Comment Google alone has presence on 85%+ of top domains (Score 1) 189
Shameless self-promotion of my master's thesis on third-party tracking follows; see full PDF for numbers backing up claims. A paper based on the thesis also got published by IEEE.
I'm uncomfortable being "monitored" and "logged" -- but worry less about visible advertisements, and more about either hidden web beacons or visible (but desirable) content served by known tracker organizations. Adblockers can block most visible ads, and you'll notice if one slips through -- but fewer care about less blinky-flashy tracking.

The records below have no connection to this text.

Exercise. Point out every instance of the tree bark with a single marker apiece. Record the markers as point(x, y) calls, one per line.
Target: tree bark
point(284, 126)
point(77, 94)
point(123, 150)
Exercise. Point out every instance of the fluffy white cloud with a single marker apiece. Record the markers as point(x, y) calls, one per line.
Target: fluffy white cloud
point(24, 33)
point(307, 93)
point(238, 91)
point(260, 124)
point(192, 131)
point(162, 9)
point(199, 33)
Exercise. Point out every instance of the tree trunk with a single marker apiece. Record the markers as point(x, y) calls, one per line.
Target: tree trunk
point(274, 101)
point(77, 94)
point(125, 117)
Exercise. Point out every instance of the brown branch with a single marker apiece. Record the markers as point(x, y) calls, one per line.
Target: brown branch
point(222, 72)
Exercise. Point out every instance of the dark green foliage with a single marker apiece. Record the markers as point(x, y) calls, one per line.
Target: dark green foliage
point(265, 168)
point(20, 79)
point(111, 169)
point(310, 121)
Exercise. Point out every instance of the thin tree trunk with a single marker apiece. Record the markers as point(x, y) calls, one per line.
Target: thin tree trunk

Google is the king here; they have embedded fonts, videos, maps, analytics scripts -- and own one or more ad networks. Google alone has resources present and loaded from 85%+ of global top sites. That includes domains protected by HTTPS, which doesn't actually protect against "active tracking." Among others, these numbers dwarf those of Facebook and Twitter -- and any other ad/tracker network that I know of; see Table C.14 for some Google services such as DoubleClick, Analytics, Maps, Youtube, Fonts, APIs.
For my master's thesis (2014-2015) I asked a similar, but broader, question: how prevalent are third-party resources on websites/domains? Turns out most domains in Alexa's top 10.000 sites have some kind of resource (image, script, video, fonts, ads, and so on) from another domain (internal/external CDN, content provider, advertising network, etcetera). Downloaded the front page of some 150.000 domains to compare; the pattern continues across other sets of domains. See Appendix C in the PDF for lots of numbers and graphs.
My personal tips: if you're stubborn, use uMatrix to block/unblock resources per origin domain and resource type. If you're even more stubborn, edit the settings to blacklist all non-first party resources and only whitelist what you'd like to see -- but expect a steep learning curve. Your boss is probably more comfortable with uBlock Origin.